I was stuck on admin/Five Leaves duty all day but I heard very good things especially about the future of the book industry panel (chaired by Pippa Hennessy from Five Leaves on her first outing as a panel chair in any setting) and the discussion about small press comics run by the Leicester enthusiasts from Factor Fiction. The level of co-operation in the day was shown by several poets deciding to run Candlestick's session after the editor had to pull out at the last minute due to illness. None of the readers have been, I think, published by Candlestick and they had little prep time but it was lovely that they ran an emergency reading service rather than just let that session lapse. Another couple of presses ensured that Candlestick's stall was delivered and returned, with DMU students staffing it. I like also that this event is always younger and more multi-cultural than any other literature event I go to.
Events like States involve hard work from a lot of people but they are a way that independent presses can showcase their work and talk to their friends and relations. Friends in Birmingham are discussing how best to move forward with their own States of Independence, while on September 8th CB Editions is organising their second Free Verse, see: http://www.poetrybookfair.com/.

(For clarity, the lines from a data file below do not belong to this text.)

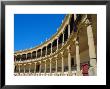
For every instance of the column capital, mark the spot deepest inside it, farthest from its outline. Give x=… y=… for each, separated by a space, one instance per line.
x=76 y=42
x=62 y=53
x=30 y=63
x=35 y=62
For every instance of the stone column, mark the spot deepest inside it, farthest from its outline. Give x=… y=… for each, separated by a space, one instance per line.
x=92 y=54
x=69 y=60
x=35 y=68
x=50 y=66
x=36 y=54
x=46 y=51
x=68 y=30
x=77 y=59
x=24 y=68
x=62 y=63
x=51 y=47
x=19 y=68
x=29 y=67
x=45 y=68
x=63 y=39
x=41 y=52
x=56 y=65
x=57 y=43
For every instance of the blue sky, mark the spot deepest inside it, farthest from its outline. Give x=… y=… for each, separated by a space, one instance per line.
x=32 y=29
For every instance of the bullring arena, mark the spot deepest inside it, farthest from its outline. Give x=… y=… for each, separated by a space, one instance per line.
x=71 y=51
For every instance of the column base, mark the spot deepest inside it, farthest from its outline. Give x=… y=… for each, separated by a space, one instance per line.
x=92 y=71
x=78 y=73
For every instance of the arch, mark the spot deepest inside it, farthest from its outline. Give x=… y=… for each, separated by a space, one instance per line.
x=43 y=51
x=54 y=45
x=66 y=33
x=23 y=57
x=29 y=56
x=34 y=54
x=60 y=41
x=49 y=49
x=38 y=53
x=18 y=57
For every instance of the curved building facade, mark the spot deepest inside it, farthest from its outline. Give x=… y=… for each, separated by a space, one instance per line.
x=69 y=52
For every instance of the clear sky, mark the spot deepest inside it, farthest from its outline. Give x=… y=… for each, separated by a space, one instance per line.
x=32 y=29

The programme for our States of Independence is still on http://www.statesofindependence.co.uk/.
ps An important part of the day comprises publishing workers buying from other publishers. My purchases were the latest issue of Dream Catcher, to pamphlets from the Nottingham "People's Histreh" group (though as one Nottinghamian said, if they really want to mirror the accent it should be 'istreh), a David Morley poetry collection from Templar that I'd not seen before and Jack Robinson's Days and Nights in W12 meditation (CB Editions). My Five Leaves colleague Pippa bought most of the other books on sale judging by the weight of her rucksack.